3.1. Dark current: the ideal case#

import numpy as np
from scipy import stats

%matplotlib inline
from matplotlib import pyplot as plt

from image_sim import dark_current, read_noise
# Use custom style for larger fonts and figures
plt.style.use('guide.mplstyle')

3.1.1. A dark frame measures dark current#

Recall that dark current refers to counts (electrons) generated in a pixel because an electron in the pixel happens to have enough energy to “break free” and register as a count. The distribution of electron thermal energies in a pixel follows a Maxwell-Boltzmann distribution in which most electrons have energy around \(kT\), where \(T\) is the temperature of the sensor and \(k\) is the Boltzmann constant. There is a distribution of energies, though, and occasionally an electron will be high energy enough to jump to the conducting band in the chip, registering the same as an electron excited by a photon. Since the Maxwell-Boltzmann distribution depends on temperature, the rate at which dark current appears in a pixel is also expected to depend on temperature.

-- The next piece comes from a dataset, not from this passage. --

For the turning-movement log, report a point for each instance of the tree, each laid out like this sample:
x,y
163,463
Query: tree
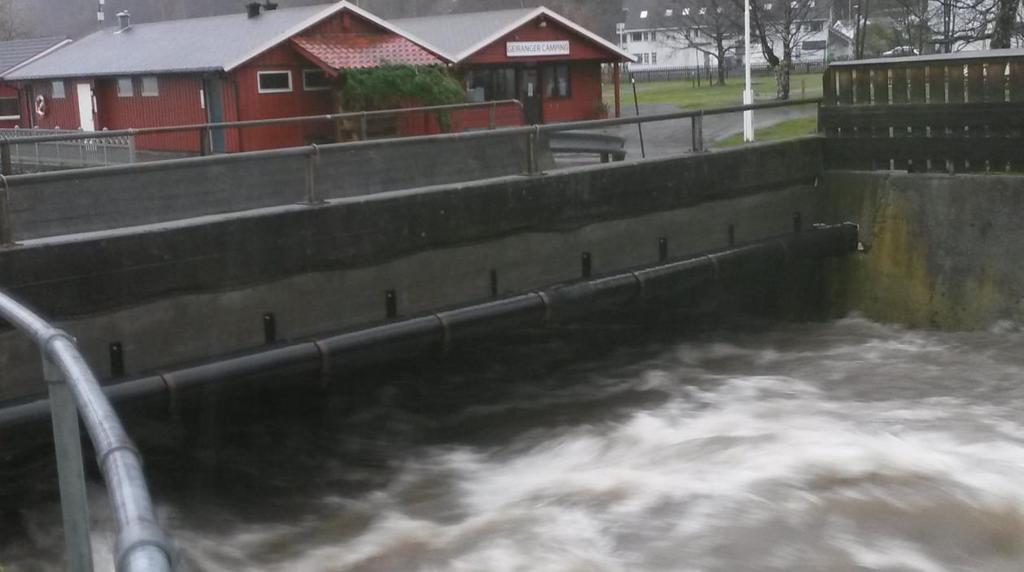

A dark frame (also called a dark image) is an image taken with your camera with the shutter closed. It is the sum of the bias level of your camera, the readout noise, and the dark current.

You measure the dark current in your camera by taking dark frames.

3.1.1.1. Convenience functions#

A couple of functions that will be reused a few times in this notebook are defined below.

A function to generate dark frames

This function generates a set of dark frames. It will be used several times below.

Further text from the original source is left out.